Open libertyeagle opened 1 year ago
Deadlock avoidance in send/recv is solely based on the principle of rotating pairs: when you send to rank + X (or node + X), you also receive at the same time from rank - X (or node - X).
Coupling each send to its symmetric receive splits any alltoall[v] operation into a series of rings which can't hang. In practice, we don't execute one ring at a time; we have many rings happening in parallel (p2p nChannels x 8, up to 256) so for relatively small sizes, everything is effectively happening in parallel.
Thanks a lot! Yes, I understand send/recv will be scheduled to a ring according to sendOrder and recvOrder. Parallel send/recv requires these send recv to be scheduled into the same ncclWork. But it seems under extreme condition, a paried recv and send on the ring can be schedule to different ncclWork?
https://github.com/NVIDIA/nccl/blob/master/src/enqueue.cc#L659
As recv and tasks are scheduled to ncclWork via two seperate calls of addP2pToPlan
, could recv be scheduled into the tail ncclWork in a channel's workQueue, and when send is scheduled, a new ncclWork is allocated?
a paried recv and send on the ring can be schedule to different ncclWork
That should not be the case, although there is always a potential for bugs. I'd need to spend quite some time to get to this algorithm again and see whether there is a case where this could not be the case. Maybe @jbachan has a fresher view on this.

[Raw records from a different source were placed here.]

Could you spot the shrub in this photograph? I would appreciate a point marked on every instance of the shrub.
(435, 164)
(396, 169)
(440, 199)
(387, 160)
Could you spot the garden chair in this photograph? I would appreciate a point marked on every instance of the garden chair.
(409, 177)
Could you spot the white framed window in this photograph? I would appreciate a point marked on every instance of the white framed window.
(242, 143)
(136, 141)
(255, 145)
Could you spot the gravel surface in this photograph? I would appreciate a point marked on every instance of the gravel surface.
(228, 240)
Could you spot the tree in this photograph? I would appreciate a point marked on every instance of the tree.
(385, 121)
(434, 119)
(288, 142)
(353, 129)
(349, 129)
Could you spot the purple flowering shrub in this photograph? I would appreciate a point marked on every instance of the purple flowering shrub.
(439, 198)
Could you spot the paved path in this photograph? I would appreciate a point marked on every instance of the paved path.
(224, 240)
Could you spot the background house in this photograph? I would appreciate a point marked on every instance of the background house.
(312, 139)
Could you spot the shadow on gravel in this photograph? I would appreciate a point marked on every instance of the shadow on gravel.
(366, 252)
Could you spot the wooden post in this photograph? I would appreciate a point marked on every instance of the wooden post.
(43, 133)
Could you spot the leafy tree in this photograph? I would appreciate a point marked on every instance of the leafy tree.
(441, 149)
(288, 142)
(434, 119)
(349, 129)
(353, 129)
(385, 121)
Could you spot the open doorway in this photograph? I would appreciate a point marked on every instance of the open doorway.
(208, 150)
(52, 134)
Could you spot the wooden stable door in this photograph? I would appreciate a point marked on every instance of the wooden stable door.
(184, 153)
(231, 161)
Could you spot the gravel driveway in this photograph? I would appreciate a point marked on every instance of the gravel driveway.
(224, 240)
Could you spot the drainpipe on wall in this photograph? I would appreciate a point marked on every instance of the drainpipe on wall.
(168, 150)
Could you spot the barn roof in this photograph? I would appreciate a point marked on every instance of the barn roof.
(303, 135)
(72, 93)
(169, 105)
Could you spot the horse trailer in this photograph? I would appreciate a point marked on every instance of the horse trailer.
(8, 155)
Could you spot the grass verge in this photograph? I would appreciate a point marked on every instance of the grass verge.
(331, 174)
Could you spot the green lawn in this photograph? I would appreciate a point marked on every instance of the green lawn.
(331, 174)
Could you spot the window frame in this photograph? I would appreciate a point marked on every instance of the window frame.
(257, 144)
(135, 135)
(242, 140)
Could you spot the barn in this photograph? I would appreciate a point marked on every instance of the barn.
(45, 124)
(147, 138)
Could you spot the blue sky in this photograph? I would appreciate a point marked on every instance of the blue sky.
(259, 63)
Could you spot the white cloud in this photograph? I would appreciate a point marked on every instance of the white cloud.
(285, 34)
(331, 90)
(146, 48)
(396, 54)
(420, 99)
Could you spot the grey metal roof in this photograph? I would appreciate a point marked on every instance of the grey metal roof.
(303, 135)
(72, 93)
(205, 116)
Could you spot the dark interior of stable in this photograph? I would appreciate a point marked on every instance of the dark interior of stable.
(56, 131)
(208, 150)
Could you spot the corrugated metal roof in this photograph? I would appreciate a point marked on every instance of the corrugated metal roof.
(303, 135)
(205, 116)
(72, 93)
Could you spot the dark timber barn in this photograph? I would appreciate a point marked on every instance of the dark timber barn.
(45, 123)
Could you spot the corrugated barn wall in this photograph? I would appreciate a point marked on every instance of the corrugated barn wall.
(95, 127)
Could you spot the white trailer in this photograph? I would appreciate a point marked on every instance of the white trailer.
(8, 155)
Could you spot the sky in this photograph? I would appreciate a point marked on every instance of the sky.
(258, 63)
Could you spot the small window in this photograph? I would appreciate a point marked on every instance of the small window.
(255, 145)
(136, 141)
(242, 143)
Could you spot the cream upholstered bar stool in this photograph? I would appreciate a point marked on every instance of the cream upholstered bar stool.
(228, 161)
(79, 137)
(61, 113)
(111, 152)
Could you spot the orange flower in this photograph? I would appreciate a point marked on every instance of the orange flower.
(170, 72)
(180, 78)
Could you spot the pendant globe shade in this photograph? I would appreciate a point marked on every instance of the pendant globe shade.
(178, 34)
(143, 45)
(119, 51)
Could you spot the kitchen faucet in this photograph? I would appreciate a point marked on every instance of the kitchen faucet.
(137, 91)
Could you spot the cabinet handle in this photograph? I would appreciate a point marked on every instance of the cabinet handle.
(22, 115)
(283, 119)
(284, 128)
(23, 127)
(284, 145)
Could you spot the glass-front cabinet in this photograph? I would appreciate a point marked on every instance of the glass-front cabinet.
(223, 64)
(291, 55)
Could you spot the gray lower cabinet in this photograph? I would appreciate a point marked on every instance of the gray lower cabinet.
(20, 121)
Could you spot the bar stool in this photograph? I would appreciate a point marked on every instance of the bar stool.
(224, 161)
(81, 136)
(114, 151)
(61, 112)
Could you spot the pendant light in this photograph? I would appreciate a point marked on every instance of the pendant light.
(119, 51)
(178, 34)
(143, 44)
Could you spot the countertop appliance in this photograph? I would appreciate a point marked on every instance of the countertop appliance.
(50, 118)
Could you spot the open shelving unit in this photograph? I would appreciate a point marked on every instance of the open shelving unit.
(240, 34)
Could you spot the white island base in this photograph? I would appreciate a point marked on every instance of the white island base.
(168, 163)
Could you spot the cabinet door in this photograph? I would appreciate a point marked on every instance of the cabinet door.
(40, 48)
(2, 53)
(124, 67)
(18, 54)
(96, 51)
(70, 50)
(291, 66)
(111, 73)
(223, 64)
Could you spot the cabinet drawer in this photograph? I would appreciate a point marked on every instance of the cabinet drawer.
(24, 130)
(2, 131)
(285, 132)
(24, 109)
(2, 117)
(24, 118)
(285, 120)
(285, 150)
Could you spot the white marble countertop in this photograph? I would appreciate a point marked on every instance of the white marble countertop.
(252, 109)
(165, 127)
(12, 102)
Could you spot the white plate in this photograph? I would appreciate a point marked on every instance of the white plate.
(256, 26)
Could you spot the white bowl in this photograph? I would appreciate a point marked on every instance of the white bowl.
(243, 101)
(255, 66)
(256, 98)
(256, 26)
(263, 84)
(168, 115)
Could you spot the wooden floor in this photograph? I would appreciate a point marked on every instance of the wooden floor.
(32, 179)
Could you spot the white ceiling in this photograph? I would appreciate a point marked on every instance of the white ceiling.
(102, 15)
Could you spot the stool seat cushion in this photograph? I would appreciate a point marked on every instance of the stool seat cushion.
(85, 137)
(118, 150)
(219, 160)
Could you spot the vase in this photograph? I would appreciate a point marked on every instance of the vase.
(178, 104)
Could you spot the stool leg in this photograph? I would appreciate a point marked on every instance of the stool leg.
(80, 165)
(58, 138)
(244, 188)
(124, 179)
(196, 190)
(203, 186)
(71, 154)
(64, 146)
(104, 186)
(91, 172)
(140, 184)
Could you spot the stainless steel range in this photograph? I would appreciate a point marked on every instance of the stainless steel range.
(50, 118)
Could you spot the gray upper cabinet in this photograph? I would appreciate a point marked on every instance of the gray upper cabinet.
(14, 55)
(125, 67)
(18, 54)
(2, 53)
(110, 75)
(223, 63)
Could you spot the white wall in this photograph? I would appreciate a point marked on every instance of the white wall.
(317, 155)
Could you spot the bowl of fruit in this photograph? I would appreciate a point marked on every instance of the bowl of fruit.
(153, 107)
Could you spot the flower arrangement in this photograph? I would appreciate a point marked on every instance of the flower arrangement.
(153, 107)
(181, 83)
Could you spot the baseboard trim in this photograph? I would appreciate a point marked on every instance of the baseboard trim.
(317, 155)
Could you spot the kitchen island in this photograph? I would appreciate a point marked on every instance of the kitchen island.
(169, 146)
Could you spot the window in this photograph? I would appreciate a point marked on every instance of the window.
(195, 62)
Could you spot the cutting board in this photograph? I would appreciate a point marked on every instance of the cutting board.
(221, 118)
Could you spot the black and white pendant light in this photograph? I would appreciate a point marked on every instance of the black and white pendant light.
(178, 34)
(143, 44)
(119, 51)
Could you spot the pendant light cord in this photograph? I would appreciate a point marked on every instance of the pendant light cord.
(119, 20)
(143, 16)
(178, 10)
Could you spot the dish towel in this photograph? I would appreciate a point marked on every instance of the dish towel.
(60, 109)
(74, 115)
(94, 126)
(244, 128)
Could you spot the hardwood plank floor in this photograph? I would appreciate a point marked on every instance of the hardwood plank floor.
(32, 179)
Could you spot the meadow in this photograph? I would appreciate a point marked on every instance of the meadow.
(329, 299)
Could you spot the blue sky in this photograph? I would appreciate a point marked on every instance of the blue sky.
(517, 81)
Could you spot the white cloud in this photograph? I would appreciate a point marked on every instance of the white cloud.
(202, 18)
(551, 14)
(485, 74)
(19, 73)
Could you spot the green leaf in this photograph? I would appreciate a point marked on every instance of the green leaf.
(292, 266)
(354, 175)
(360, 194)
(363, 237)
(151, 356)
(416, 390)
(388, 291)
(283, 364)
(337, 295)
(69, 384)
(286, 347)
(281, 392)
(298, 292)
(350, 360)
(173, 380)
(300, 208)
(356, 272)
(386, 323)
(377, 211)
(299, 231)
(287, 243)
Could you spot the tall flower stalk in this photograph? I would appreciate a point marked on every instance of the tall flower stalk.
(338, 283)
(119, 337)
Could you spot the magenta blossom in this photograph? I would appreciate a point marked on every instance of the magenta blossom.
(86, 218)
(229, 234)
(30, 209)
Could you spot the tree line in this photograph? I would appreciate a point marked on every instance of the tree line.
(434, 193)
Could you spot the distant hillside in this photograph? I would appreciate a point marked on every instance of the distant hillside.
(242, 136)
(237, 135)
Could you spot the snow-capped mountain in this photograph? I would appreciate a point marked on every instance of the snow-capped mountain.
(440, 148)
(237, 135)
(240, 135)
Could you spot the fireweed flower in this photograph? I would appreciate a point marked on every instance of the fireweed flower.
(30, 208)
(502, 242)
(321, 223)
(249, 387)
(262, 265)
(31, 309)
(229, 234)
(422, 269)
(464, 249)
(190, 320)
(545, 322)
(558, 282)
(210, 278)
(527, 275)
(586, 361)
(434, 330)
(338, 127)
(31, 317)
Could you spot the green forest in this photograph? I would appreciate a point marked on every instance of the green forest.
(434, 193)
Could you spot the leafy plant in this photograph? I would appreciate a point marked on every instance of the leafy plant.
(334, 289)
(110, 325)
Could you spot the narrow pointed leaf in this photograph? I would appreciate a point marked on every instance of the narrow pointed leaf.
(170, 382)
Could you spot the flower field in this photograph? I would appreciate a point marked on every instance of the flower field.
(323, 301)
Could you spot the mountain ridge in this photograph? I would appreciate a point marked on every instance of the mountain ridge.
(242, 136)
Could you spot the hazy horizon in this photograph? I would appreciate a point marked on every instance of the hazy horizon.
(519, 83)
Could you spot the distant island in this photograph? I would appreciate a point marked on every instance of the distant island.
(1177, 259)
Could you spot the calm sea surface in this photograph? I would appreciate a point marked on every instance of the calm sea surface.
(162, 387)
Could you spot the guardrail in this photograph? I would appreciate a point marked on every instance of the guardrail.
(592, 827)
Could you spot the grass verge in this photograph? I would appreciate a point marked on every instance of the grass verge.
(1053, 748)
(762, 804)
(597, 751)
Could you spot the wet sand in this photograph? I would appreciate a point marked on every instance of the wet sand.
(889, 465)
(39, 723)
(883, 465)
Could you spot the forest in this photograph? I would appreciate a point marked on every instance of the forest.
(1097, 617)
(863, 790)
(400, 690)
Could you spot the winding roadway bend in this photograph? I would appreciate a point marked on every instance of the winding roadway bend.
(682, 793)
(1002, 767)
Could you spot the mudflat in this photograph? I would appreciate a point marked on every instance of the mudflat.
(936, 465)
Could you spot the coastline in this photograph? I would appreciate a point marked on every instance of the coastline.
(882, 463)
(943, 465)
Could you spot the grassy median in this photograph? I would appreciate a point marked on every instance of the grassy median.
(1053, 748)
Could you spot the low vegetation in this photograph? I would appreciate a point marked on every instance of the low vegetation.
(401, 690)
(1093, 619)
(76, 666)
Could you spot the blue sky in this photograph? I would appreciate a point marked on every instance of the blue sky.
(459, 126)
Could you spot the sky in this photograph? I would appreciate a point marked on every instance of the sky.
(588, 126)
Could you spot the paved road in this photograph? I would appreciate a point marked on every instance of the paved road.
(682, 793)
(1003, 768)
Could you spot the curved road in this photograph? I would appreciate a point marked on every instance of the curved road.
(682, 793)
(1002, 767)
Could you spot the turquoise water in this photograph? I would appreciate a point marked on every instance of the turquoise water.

I think it might be a bug since when addP2pToPlan
is called for scheduling a paired send/recv, it only checks if current ncclWork
has enough p2p workElem for that type (send/recv). In a ncclWork
, we have 8 slots for send (odd slots), 8 slots for recv (even slots).
If in the 0..(i-1)-th loop here (https://github.com/NVIDIA/nccl/blob/master/src/enqueue.cc#L622), a rank could schedule send to 8 different peers on a single channel, hence take up all 8 slots in the tail ncclWork
in chan->workQueue
.
Then in the i-th loop, if this rank needs to both send and recv. It will first schedule the recv, where none of the slots for recv has been used, it will reuse the tail ncclWork
. However, when the paried send in the i-th loop is scheduled, it finds 8 send slots are all used, so it will allocate a new ncclWork
for the send.
Let assume we modify the boundary check here (https://github.com/NVIDIA/nccl/blob/master/src/enqueue.cc#L209) from:
if (chan->p2pTailElem[elem->p2pType-1] < NCCL_MAX_WORK_ELEMENTS_P2P)
to
if (chan->p2pTailElem[elem->p2pType-1] < 3
Then in a ncclWork
, we have 2 recv slots, but only 1 send slots. It does not affect the P2P task enqueue logic, but for easy of demonstrate the bug. Otherwise, I think we need at least 9 ranks to produce the bug as I mentioned above.
In this case, if we modify sendrecv test https://github.com/NVIDIA/nccl-tests/blob/master/src/sendrecv.cu#L46 to send and recv from itself before send/recv to peer:
NCCLCHECK(ncclGroupStart());
NCCLCHECK(ncclSend(sendbuff, count, type, rank, comm, stream));
NCCLCHECK(ncclRecv(recvbuff, count, type, rank, comm, stream));
NCCLCHECK(ncclSend(sendbuff, count, type, sendPeer, comm, stream));
NCCLCHECK(ncclRecv(recvbuff, count, type, recvPeer, comm, stream));
NCCLCHECK(ncclGroupEnd());
Then running with the following command on 2 GPUs will hang:
NCCL_MAX_NCHANNELS=1 ./build/sendrecv_perf -b 8 -e 128M -f 2 -g 1 -t 2
In this case, rank 0's send to rank 1 will be schedule to a following ncclWork
than rank 0's recv from rank 1.
Let assume we modify the boundary check here [...] to [...] 3
Yes, that's why we have 8 sends and 8 receives per p2pWorkElem, and we can't replace a send by a receive or vice versa (receives always use even slots and sends use odd slots IIRC). So we always have a slot for a pair of send/receive.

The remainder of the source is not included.